Sophianos was well known as an expert on Greek history and geography. He was sent to Greece in about 1543 by Don Diego Hurtado de Mendoza, the Spanish envoy to Venice, to acquire Greek manuscripts for the Escurial Library. It is about this time – possibly in 1540, the date found at the end of Sophianos text on this map – that Sophianus compiled his great map of Greece, although there is no surviving example.
In 1544, Johann Oporinus, a printer and publisher in Basle, published an eight-sheet version of Sophianos map, cut by Master Christoph of Strasburg. Of this earliest printing, there is also no known extant example. Indeed, the earliest surviving printing of the map recorded by Zacharakis or Karrow was printed by Johann Schroeter in Basle in 1601.
It appears that Oporinus reprinted the map in 1545 to accompany his edition of Gerbelius “In Descriptionem Graeciae Sophiani, Praefatio….”. Although the book gives instructions on colouring the map, and contains additional gazetteer, the map seems not to have been routinely bound with the book, but rather was issued separately, hence its rarity.
Karrow records no example of the book with the map, however, an example in the Library of Congress is described as having the map(the British Library example does not), and this example almost certainly owes its survival, and fine condition, to having been bound in the book, as the page size is very similar to the BL example.

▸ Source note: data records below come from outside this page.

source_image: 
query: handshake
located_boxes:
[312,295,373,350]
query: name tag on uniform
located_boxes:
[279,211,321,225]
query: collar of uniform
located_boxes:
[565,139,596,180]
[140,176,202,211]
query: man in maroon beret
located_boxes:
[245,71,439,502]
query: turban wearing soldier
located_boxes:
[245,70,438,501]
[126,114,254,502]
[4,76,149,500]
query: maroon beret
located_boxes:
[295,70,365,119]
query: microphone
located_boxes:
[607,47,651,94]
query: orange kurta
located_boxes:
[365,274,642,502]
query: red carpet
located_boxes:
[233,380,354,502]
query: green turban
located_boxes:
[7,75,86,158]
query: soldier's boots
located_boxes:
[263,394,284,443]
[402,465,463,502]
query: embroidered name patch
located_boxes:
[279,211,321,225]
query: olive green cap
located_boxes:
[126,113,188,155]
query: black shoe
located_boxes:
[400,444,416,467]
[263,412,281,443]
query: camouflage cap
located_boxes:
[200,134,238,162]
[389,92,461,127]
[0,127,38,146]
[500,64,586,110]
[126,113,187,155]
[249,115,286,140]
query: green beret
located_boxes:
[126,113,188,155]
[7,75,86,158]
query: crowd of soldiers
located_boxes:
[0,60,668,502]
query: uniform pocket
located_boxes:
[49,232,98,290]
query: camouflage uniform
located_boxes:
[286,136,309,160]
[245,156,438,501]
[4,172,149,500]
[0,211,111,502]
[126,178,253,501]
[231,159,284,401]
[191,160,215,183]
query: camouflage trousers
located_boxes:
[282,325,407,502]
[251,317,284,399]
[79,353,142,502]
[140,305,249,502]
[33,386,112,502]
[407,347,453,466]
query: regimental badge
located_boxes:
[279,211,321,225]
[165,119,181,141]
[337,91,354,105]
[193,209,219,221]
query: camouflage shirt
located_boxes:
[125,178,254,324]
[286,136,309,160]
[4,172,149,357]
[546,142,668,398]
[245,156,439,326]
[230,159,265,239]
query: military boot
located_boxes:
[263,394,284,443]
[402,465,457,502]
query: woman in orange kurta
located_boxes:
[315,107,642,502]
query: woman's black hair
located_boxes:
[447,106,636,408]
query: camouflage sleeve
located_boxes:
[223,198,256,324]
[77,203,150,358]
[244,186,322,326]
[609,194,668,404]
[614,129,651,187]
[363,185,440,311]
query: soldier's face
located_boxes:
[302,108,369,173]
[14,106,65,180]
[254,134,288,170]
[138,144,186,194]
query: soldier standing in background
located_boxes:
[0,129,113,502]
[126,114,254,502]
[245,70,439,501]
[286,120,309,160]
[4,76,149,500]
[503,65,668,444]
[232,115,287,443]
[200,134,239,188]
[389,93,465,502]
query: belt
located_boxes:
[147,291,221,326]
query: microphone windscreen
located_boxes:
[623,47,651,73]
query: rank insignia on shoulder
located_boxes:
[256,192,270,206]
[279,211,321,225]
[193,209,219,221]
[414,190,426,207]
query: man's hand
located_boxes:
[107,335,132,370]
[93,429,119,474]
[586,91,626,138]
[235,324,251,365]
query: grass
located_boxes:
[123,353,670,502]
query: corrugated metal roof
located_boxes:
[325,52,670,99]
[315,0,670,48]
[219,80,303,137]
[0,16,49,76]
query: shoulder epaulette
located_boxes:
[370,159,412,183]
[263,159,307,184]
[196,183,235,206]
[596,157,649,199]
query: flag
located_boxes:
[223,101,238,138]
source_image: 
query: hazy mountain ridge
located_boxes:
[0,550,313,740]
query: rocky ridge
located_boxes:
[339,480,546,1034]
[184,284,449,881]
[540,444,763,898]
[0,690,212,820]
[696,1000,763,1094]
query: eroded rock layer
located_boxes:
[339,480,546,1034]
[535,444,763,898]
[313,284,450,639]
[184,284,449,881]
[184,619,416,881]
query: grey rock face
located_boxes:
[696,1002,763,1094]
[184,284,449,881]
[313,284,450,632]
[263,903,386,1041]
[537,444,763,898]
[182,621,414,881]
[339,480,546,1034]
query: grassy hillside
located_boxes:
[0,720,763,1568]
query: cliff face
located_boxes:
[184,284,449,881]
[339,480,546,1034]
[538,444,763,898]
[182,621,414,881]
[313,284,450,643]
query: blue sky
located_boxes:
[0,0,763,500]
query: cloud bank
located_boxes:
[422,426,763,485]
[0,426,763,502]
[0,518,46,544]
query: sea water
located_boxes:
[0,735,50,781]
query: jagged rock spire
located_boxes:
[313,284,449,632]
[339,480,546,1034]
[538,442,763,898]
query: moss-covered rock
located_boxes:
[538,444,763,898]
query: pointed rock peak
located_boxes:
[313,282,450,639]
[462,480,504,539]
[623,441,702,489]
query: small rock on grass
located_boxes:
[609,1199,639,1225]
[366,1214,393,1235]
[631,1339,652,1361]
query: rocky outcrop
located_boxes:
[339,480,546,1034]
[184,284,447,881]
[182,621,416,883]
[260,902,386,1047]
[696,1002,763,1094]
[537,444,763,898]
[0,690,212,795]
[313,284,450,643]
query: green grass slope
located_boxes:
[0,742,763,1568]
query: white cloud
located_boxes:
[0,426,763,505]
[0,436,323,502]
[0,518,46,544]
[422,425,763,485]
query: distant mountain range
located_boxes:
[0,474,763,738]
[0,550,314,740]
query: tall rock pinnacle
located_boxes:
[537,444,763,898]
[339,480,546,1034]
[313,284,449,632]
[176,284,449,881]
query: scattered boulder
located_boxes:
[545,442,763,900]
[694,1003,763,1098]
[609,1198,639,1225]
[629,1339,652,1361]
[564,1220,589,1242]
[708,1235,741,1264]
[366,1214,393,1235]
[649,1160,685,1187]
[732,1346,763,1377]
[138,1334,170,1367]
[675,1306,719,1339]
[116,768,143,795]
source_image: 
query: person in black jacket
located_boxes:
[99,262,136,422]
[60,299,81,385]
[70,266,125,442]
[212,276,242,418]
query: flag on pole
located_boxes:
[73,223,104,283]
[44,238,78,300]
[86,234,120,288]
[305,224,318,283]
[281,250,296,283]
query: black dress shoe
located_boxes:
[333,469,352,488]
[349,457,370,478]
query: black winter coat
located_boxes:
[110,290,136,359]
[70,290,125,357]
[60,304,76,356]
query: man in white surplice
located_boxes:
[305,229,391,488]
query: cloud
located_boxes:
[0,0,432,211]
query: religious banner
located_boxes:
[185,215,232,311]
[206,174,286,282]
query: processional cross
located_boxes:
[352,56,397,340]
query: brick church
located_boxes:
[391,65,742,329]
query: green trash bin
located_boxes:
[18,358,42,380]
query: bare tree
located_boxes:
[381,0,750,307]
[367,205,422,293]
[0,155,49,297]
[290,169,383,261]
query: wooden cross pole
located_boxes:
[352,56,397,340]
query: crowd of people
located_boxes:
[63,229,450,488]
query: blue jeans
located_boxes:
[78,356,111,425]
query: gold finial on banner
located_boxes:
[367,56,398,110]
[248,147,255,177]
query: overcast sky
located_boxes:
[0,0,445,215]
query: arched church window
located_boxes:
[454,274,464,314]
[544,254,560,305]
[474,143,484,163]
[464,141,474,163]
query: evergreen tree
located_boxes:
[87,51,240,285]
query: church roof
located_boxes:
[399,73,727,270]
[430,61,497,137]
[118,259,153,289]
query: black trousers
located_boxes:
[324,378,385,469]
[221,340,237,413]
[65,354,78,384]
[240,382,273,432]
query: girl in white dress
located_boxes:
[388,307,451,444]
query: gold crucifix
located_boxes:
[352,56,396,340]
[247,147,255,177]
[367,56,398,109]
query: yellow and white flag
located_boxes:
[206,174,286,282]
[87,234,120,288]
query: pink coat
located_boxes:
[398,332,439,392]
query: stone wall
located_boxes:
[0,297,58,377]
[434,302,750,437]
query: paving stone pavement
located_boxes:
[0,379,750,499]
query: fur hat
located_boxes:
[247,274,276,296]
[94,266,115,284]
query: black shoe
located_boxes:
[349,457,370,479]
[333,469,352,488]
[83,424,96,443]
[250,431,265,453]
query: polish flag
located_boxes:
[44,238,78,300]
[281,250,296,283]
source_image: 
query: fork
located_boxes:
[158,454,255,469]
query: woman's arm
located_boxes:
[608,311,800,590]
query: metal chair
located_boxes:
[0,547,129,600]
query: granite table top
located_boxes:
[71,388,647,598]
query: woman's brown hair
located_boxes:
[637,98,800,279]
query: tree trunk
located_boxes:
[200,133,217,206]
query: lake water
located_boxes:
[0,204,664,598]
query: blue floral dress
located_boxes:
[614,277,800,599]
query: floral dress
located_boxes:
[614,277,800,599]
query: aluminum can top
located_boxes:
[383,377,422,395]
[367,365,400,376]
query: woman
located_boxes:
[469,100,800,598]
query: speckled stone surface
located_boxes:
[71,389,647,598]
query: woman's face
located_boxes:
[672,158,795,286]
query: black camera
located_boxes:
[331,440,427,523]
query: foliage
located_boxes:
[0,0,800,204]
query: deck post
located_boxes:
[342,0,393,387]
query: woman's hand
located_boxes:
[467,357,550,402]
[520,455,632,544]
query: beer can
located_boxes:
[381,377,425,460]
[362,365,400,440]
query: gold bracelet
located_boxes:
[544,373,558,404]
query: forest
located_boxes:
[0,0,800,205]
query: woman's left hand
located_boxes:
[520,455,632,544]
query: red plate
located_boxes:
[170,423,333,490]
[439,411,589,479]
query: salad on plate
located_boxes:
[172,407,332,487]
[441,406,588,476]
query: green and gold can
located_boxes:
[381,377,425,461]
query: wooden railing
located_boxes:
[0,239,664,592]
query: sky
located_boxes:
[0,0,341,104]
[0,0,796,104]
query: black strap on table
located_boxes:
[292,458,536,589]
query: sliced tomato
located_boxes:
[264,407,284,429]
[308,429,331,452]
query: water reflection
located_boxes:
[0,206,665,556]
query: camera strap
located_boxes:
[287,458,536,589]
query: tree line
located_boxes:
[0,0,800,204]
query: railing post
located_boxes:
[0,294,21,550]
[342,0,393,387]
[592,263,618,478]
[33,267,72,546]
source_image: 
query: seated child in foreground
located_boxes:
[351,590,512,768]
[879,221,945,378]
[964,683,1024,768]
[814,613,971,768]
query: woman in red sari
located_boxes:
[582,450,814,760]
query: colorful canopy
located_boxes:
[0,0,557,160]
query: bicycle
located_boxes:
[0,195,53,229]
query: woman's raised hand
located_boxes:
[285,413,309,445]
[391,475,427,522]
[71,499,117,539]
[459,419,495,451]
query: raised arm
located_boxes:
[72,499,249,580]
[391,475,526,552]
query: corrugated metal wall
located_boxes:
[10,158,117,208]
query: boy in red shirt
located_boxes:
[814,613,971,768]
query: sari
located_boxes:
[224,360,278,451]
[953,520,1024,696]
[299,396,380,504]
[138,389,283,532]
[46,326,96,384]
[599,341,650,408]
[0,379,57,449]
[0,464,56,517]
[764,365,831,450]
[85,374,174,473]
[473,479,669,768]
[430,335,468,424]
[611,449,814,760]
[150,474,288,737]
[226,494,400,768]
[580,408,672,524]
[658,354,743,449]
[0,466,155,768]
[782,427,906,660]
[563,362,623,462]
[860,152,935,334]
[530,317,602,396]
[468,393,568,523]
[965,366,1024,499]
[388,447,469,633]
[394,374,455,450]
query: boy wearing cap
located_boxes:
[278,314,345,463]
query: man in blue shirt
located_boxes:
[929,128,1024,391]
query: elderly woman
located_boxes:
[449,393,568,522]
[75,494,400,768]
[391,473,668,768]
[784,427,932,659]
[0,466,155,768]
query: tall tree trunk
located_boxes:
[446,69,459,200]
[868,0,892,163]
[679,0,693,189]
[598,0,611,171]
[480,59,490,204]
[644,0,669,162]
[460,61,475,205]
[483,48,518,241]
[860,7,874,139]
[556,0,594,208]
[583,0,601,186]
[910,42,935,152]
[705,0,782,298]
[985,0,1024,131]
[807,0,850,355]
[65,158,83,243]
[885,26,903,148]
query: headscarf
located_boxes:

Karrow notes that Oporinus commissioned a series of town views to accompany the map. Visible along the lower border is the upper border of a frame where these views might have been placed, but this additional panel has been masked off in printing.
Bland arbeten:
Descriptio nova totivs Graeciae per Nicolavm Sophianvm. Basle, 1544-1545, large woodcut wall-map of Greece, on eight sheets uncut, each sheet approx. 380 x 280mm., with an additional sheet with letterpress gazetteer. Of great rarity. The earliest surviving wall-map of Greece and the first significant modern map of Greece, compiled by Nickolaos Sophianos, a Greek cartographer from Corfu, born of a noble family there. This example is apparently the second state of the map. It retains the date 1544 just above the scale bar on the bottom right hand skeet, but the letterpress text in the left hand cartouche on the lower left sheet may have been reset, in whole or part, as it ends with the date “prid[ie] Calend[is]. Septembr[is]. Anno salutis publiae M D X L V”.
(Sotheby's. Zacharakis, Printed Maps of Greece: Sophianos 2242; Karrow, Mapmakerers of the Sixteenth Century, 71/1.2.)